The script herein this project attempts to generate gridded output from in situ observations of snowfall specifically. This script can be altered to include interpolations of different precipiation types (rain, sleet, ice, etc...) if observations are spacious enough... Simply alter the colorbar accordingly.
The script can be broken down such that;
- Observations are obtained from the GHCND server/archive. 1.a) Flagged observations are imediately removed using Pyspark. 1.b) Metadata (coordinates) are joined and processed.
- Observations are processed in an spatial outlier algorithm which is a function of IDW and query search radius. 2.a) Given an observation (query point), the IDW mean is calculated from all observations within a search radius. 2.c) Given an observation (query point), the sample standard deviation is calculated from all observations within a search radius. 2.d) The query point is concidered an outlier if its Z-Score exceeds certain thresholds. 2.e) Continue to iterate the outlier algorithm until no additional outliers are found. The outlier algorithm was altered depending upon the event.

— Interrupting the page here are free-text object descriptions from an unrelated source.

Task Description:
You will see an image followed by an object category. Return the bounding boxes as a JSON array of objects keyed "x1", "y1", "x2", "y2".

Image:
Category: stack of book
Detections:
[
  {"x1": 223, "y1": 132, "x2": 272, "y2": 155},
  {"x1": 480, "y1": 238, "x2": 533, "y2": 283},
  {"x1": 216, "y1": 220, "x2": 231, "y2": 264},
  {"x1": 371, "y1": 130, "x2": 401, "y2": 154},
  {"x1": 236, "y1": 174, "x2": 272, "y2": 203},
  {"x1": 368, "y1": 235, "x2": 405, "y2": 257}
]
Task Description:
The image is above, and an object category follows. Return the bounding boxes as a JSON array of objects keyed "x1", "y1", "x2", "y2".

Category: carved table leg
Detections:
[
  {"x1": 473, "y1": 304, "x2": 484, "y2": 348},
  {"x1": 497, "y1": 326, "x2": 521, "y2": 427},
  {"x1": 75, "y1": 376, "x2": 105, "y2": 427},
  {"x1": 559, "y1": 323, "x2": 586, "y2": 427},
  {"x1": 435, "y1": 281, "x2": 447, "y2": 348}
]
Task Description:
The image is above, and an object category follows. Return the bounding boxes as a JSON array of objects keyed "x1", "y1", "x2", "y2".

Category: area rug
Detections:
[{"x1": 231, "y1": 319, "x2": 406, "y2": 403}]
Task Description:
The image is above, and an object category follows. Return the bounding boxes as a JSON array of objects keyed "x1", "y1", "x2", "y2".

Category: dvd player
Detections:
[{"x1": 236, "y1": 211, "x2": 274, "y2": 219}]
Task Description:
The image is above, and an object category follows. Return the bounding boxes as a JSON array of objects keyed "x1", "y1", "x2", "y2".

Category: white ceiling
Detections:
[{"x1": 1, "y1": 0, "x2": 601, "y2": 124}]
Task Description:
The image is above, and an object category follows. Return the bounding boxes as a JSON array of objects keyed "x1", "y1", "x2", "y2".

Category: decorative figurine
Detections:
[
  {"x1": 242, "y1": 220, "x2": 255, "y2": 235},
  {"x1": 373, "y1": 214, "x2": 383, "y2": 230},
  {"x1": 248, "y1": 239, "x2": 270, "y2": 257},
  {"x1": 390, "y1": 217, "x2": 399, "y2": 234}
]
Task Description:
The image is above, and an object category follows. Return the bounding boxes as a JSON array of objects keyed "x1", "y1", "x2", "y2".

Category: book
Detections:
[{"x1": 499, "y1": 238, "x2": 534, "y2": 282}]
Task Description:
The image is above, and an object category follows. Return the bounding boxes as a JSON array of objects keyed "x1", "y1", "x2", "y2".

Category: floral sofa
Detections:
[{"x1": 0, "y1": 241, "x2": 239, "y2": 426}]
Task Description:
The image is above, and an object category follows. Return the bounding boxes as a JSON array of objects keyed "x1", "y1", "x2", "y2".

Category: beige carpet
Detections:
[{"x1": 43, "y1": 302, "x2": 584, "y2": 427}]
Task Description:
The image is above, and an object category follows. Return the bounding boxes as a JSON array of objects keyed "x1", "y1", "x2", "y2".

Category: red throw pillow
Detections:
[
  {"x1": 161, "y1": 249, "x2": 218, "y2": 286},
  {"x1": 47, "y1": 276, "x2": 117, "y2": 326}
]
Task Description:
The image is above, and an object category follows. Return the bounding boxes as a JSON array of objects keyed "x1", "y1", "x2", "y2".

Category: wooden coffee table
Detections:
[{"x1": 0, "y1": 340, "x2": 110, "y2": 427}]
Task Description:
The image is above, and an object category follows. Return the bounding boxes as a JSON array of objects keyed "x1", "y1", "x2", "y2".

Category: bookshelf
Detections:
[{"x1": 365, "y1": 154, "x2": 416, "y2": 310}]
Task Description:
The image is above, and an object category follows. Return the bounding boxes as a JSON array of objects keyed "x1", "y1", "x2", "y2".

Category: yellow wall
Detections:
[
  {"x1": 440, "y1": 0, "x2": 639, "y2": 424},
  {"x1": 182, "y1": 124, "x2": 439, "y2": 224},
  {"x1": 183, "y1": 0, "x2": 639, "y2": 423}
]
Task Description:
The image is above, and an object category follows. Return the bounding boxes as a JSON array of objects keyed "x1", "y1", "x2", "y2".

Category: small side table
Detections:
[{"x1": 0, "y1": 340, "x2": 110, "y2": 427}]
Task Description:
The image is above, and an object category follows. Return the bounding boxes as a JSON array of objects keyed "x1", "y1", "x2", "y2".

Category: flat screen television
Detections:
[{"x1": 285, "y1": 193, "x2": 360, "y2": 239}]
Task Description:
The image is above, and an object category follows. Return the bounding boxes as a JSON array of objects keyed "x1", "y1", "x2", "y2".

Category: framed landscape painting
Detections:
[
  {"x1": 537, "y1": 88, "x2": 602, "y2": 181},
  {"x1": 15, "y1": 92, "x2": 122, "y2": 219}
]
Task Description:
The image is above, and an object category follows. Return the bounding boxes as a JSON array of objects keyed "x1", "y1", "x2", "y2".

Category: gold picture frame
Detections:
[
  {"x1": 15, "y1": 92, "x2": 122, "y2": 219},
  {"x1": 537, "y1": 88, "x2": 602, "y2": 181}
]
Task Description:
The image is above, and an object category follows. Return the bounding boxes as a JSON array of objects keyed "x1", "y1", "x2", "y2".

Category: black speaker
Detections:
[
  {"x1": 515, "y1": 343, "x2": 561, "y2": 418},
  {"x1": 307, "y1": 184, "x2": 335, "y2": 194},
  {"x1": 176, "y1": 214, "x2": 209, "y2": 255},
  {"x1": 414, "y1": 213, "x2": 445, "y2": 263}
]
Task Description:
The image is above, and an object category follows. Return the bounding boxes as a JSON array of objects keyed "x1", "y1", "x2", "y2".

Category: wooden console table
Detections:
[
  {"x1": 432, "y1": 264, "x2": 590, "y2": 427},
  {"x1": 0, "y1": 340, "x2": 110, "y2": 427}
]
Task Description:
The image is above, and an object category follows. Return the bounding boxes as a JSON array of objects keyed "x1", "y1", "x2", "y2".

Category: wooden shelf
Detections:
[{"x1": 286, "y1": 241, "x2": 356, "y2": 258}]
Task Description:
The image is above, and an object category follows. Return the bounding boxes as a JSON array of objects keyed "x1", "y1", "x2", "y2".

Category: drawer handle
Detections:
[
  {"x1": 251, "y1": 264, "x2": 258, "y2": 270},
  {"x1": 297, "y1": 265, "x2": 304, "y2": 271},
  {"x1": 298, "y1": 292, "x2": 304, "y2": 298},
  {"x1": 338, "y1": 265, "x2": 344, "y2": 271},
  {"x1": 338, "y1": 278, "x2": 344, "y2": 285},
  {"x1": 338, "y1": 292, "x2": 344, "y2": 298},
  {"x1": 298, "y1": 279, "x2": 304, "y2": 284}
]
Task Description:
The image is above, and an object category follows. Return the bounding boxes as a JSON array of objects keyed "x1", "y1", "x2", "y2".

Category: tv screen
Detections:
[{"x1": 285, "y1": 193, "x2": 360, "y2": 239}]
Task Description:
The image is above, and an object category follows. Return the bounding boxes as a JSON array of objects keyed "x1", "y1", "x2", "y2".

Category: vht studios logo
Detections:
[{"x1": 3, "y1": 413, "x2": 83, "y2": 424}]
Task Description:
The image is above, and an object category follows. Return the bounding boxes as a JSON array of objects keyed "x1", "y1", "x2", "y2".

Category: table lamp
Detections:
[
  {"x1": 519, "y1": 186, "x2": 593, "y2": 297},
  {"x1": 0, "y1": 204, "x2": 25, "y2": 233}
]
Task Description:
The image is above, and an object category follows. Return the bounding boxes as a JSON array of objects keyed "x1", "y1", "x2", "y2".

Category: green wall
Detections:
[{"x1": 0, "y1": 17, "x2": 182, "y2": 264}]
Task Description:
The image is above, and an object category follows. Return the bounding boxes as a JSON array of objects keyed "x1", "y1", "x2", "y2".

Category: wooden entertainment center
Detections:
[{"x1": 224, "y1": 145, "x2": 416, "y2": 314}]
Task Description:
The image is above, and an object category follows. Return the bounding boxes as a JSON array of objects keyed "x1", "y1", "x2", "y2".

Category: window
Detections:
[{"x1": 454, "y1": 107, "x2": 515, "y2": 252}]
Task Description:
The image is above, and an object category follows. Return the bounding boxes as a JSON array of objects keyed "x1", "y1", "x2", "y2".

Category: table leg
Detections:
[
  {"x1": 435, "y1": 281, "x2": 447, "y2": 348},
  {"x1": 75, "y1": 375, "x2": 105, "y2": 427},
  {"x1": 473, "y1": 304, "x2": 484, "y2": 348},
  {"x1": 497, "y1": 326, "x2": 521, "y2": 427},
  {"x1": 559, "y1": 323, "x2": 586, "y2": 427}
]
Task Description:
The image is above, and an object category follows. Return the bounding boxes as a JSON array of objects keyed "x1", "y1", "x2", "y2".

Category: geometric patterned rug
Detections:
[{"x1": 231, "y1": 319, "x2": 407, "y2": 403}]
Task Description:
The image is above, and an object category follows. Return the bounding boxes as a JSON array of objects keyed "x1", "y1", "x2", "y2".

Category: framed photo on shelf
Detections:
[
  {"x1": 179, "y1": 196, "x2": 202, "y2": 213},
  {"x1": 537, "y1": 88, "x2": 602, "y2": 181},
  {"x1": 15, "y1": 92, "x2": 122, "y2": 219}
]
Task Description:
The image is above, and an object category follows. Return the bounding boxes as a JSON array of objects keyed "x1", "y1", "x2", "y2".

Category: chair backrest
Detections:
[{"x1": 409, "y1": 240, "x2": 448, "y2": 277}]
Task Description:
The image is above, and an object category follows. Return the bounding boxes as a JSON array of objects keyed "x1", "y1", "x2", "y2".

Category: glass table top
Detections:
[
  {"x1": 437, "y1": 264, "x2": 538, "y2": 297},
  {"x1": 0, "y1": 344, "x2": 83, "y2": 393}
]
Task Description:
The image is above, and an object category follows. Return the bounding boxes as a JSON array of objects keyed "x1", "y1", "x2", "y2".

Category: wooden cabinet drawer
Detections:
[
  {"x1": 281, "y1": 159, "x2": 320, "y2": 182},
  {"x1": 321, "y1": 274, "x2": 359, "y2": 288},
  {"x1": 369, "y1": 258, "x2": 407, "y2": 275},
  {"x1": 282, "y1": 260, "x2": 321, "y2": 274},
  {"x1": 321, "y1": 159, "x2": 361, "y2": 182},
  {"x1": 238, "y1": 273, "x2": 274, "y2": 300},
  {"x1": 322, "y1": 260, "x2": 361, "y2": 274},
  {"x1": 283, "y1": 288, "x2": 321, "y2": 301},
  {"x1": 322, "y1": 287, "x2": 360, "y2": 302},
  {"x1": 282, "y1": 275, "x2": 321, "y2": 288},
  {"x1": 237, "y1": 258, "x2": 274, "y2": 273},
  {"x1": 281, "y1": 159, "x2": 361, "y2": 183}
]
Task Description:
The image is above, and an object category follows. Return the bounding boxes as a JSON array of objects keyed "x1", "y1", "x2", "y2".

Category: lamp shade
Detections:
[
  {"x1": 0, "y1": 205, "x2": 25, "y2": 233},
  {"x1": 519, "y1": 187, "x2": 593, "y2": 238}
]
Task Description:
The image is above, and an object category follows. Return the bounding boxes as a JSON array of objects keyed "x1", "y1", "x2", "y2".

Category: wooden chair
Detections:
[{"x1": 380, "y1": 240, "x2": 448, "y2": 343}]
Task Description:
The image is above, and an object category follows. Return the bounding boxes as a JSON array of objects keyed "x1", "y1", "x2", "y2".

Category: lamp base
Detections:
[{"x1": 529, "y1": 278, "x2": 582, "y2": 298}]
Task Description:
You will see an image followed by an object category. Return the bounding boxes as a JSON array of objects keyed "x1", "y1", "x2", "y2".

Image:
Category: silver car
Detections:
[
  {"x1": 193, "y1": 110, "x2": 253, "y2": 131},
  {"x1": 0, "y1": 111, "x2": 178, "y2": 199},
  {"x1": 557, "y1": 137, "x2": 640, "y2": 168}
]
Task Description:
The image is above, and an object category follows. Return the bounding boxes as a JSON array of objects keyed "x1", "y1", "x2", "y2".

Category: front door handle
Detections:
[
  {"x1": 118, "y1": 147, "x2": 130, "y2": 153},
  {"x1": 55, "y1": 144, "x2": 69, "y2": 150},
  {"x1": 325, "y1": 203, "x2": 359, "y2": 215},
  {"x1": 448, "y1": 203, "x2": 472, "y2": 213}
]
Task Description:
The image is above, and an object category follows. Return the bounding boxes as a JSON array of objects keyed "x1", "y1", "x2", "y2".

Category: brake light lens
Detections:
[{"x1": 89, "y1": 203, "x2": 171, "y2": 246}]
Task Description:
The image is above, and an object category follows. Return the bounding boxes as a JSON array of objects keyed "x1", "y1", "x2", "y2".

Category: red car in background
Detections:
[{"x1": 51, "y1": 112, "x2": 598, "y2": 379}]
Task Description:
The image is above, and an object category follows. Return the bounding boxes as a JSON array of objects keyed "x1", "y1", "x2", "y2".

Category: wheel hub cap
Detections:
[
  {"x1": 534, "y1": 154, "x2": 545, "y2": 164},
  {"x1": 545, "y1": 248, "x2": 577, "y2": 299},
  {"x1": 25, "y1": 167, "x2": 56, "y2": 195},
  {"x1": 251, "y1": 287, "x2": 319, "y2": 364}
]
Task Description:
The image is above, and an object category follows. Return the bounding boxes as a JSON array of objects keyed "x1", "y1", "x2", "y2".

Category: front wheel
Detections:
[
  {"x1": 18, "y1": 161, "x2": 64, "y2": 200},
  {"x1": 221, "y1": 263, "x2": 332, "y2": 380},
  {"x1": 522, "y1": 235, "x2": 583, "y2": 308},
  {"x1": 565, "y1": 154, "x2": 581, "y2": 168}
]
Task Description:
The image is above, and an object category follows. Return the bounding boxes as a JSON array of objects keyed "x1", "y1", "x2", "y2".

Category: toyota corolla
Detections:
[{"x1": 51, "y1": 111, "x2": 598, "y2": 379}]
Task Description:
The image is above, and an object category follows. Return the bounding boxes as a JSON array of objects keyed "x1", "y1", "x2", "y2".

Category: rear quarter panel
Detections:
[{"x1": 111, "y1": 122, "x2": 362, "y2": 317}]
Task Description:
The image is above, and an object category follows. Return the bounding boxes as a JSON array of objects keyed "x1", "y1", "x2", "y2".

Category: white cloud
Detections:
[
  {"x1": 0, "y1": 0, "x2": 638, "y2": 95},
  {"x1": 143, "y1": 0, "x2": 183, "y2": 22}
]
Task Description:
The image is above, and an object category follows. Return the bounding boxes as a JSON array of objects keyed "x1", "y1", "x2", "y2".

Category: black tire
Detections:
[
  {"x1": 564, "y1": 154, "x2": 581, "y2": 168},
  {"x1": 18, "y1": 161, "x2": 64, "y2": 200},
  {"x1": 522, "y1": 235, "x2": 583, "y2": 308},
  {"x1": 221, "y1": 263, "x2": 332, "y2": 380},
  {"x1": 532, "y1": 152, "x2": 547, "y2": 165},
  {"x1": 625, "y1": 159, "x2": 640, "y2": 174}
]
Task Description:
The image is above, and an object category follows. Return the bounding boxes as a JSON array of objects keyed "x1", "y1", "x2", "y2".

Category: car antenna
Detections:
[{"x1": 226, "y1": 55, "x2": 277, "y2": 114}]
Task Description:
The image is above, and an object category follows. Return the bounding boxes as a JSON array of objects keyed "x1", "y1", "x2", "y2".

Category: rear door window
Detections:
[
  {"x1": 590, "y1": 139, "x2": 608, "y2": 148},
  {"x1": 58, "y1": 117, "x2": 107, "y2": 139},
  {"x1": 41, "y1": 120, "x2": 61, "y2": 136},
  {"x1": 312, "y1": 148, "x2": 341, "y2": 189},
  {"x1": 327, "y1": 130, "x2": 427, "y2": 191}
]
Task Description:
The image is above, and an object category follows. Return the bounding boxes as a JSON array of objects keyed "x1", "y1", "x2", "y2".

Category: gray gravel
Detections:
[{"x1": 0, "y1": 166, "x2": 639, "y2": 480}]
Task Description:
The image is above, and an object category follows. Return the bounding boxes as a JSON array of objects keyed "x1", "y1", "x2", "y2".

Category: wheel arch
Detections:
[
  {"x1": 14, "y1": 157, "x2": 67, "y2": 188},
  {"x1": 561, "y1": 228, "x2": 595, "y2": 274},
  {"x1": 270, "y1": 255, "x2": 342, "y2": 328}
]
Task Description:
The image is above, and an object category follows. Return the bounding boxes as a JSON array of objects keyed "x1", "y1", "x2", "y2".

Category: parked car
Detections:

- Dumby points (z=0) are added to the irregular grid. Dumby points are added if any given point is a certain distance from an in situ observation.
- I added an option to interpolate values for locations that are void of observers (Maine). 4.a) 0 == if there are observations north, east, south, and west of a query point. 1 == interpolate regardless 3 == do not interpolate The interpolation is IDW.
- Combine all dumby/in situ observations into an n-3 matrix (lon,lat,z)
- Build a Kriging model (spherical/hole-effect performed best).
- Interpolate the Kriging model onto a regular grid.
- Plot its results.
Pending the number of observations and size of the analysis domain, this may crash your computer. I recommend using this via an HPC server.